Blair still does. In a recent interview, he replied to the question of the core of his foreign policy with two words: “liberal interventionism.” The world may have moved on, chastened by the realization that interveners, even when intervening in the name of human rights, can be as barbaric as tin pot dictators. But Blair, it seems, is not to be moved. What was famously said of Thatcher – “the lady’s not for turning” – can be said of him as well.

In fairness to Blair, this is not mere stubbornness, as it seems to the case with Bush and his current and erstwhile minions, Donald Rumsfeld, Paul Wolfowitz, and, of course, Vice President Dick Cheney. For Blair, there is a moral unity between the interventions in Kosovo and Iraq, both of which he presents as examples of a post-Westphalian idea that powerful states are called upon to defend suffering communities globally, including by military means.

To the charge that this idea is actually old-fashioned liberal imperialism updated for the post-Cold War world, Blair has consistently replied that what he called for in Kosovo, Sierra Leone, and Iraq are wars of “values, not interests.” In his more petulant moments, he has asked why so many of those who saw no harm in NATO undermining Milosevic adamantly opposed the ouster of Saddam Hussein.

Actually, the answer is quite simple. Blair’s vision of wars of values rather than interests has increasingly come to seem like a moral flag of convenience – in a way similar to the use of human rights by the rich world’s governments to justify their continued domination of institutions like the World Bank and the IMF. The fact that NATO now considers its area of operations to legitimately extend all the way to the Hindu Kush has given pause even to many who once believed as fervently in humanitarian intervention as Blair still does.

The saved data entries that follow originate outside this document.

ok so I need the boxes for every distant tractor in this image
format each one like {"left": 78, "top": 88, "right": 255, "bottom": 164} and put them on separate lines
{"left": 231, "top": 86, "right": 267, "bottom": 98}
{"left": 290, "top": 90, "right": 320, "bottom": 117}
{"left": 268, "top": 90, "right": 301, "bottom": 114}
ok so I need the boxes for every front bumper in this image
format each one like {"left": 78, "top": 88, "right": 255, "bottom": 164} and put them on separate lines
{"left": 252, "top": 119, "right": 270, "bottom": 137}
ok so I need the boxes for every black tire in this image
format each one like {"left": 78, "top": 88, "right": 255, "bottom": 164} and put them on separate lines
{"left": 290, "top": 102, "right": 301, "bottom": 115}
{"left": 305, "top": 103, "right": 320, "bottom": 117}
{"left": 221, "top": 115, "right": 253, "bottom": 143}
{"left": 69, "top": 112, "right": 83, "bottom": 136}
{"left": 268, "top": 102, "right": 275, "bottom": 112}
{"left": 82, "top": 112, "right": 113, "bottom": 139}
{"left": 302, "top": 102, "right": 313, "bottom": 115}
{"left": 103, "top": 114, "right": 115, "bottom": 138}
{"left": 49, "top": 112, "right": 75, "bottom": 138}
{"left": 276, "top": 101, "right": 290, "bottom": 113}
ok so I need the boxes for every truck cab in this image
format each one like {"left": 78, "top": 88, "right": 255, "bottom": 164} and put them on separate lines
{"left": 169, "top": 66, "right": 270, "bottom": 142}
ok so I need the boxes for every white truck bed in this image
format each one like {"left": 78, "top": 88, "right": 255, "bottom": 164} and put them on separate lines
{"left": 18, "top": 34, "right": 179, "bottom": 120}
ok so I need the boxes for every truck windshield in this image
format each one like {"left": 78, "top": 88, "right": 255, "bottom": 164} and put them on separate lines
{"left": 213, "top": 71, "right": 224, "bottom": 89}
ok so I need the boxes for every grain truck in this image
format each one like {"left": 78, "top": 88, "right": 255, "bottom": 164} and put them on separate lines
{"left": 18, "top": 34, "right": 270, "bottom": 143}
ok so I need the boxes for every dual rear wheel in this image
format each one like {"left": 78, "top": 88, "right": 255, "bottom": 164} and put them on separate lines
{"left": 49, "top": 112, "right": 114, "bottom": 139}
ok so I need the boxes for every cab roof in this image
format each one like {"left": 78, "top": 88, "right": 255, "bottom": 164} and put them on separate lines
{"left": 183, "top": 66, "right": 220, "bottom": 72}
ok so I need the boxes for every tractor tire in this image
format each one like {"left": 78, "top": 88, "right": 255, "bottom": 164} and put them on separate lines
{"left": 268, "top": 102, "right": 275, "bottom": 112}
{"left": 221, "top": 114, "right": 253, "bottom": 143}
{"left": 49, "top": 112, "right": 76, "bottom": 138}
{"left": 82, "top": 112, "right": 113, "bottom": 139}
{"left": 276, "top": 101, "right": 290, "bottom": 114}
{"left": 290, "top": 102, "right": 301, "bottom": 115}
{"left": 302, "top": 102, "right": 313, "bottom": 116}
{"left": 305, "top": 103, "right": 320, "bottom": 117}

Of course, Blair does not think of himself as a new imperialist. On the contrary, as he has frequently made clear, he considers his critics immoral for not supporting liberal interventions. But nor did nineteenth-century colonialists think of themselves as immoral. Indeed, perhaps the greatest of British imperial conquerors in Africa, Cecil Rhodes, once defined imperialism as “philanthropy plus 5%.” Take that, Dick Cheney and Halliburton.

Doubtless, we will learn more about Blair’s justifications for what he did, and further articulations of his interventionist creed, when he goes on the lecture circuit and, in due course, publishes his memoirs. The pathos of his situation, though, is that no one is listening anymore.

Blair is the last interventionist. Neither his successor, Gordon Brown, nor George W. Bush’s successor, whoever he or she turns out to be, will be able to mount another intervention similar to that in Kosovo, let alone Iraq.

Those pressing for military intervention in Darfur would probably say that this is a bad thing. But, as they rail against the failure of the West to take action, they should remember why such action is impossible. By putting liberal interventionism at the heart of his foreign policy, Tony Blair has made it radioactive – a political non-starter for at least a generation.